/news/politics

Le Parti vert veut doubler les cibles canadiennes de réduction des GES

Agence QMI

Le Parti vert du Canada entend doubler les cibles de réduction d’émissions de gaz à effet de serre s’il est élu et permettre le transport d’électricité d’un bout à l’autre du pays.

Ces objectifs se retrouvent dans un plan climatique présenté jeudi par la chef du Parti vert, Elizabeth May, et intitulé «Mission possible».

«Les changements climatiques ne sont pas un enjeu environnemental. Ils constituent une menace sécuritaire majeure et il faut que les gouvernements y fassent face», a-t-elle dit dans un point de presse aux côtés d’un deuxième député vert nouvellement élu aux Communes, Paul Manley.

Mme May a indiqué que la première action qu’elle poserait comme première ministre, advenant qu’elle soit élue, serait de mettre sur pied un «cabinet restreint» inspiré du cabinet de guerre créé par l’ex-président britannique Winston Churchill durant la Deuxième Guerre mondiale.
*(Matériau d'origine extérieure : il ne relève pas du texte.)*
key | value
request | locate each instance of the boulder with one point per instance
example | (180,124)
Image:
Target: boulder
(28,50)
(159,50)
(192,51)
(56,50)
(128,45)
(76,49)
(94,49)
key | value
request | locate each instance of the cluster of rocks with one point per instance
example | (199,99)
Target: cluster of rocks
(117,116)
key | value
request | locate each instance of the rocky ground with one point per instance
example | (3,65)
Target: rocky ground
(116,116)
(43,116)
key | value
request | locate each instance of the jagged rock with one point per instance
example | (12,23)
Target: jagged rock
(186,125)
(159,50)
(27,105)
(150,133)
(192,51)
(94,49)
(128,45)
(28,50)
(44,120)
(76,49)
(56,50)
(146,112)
Parmi les 20 mesures incluses dans son plan d’intervention climatique, le Parti vert propose de faire passer les cibles de réduction des gaz à effet de serre du Canada de 30 % à 60 % par rapport aux niveaux de 2005. Cet objectif devrait être atteint d’ici 2030, peut-on lire, et les émissions devraient être nulles d’ici 2050.
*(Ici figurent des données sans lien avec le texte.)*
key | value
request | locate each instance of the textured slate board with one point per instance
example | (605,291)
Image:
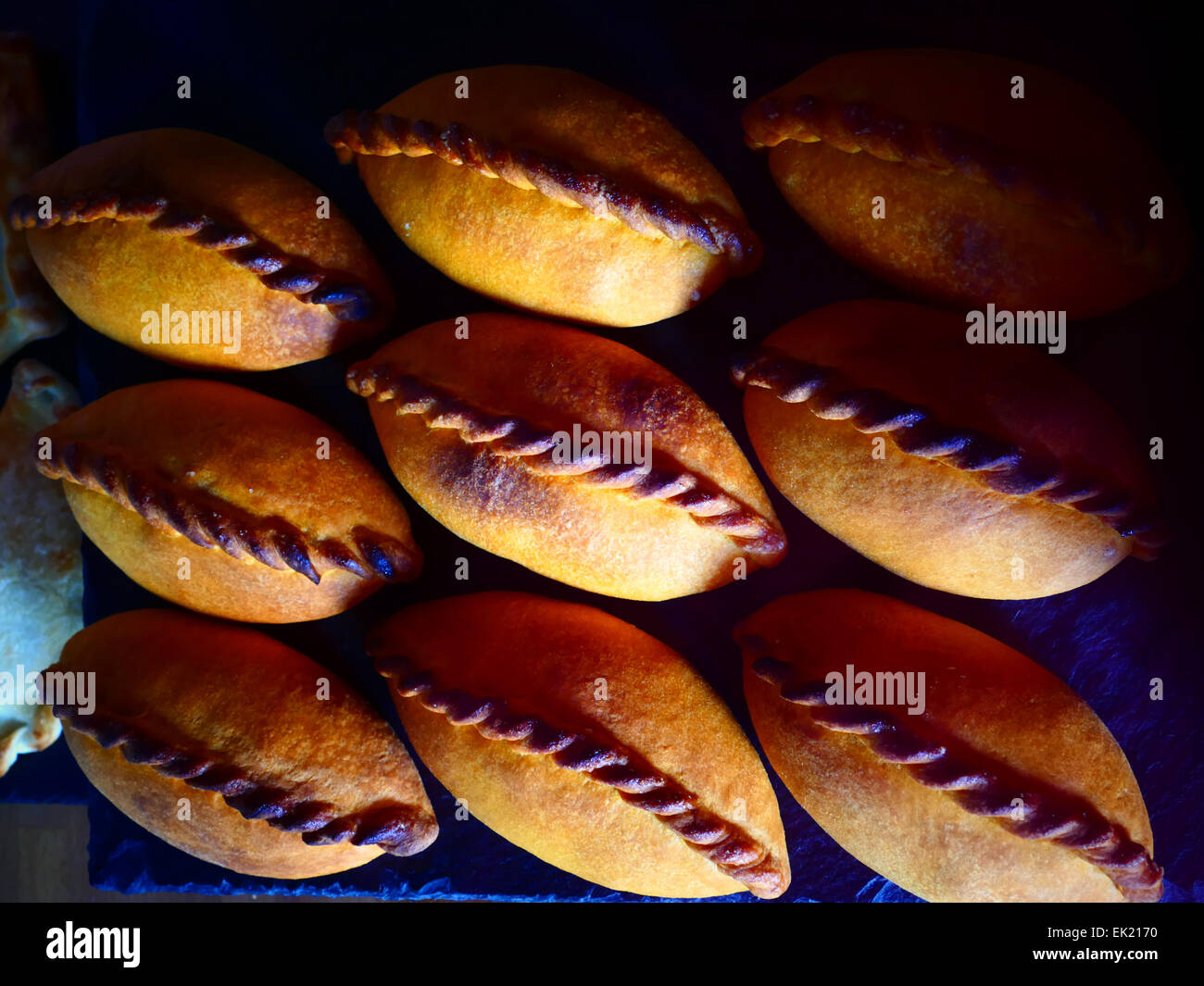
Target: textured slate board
(270,77)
Mme May souhaite en outre moderniser le réseau de transport de l’électricité «pour s’assurer que de l’énergie renouvelable soit transmise d’une province à l’autre». L’idée pourrait plaire à Hydro-Québec, qui est aux prises avec d’importants surplus.

Le Parti vert veut en outre bannir tout recours au procédé de fracturation hydraulique et éliminer les subventions à l’industrie des combustibles fossiles.

Sur ce dernier point, le gouvernement Trudeau avait promis d’abolir «graduellement» ces subventions, mais n’a toujours pas atteint son objectif ultime.

Le plan du Parti vert ne va pas jusqu’à demander la fin immédiate de l’exploitation pétrolière, mais propose plutôt d’interdire toute importation de bitume étranger.

«Alors que chutera fortement la consommation des combustibles fossiles, nous n’utiliserons que ceux produits au Canada et investirons dans des usines de traitement pour transformer le bitume solide en essence, diesel, propane et d’autres produits pour le marché canadien, procurant ainsi des emplois en Alberta», écrit-on.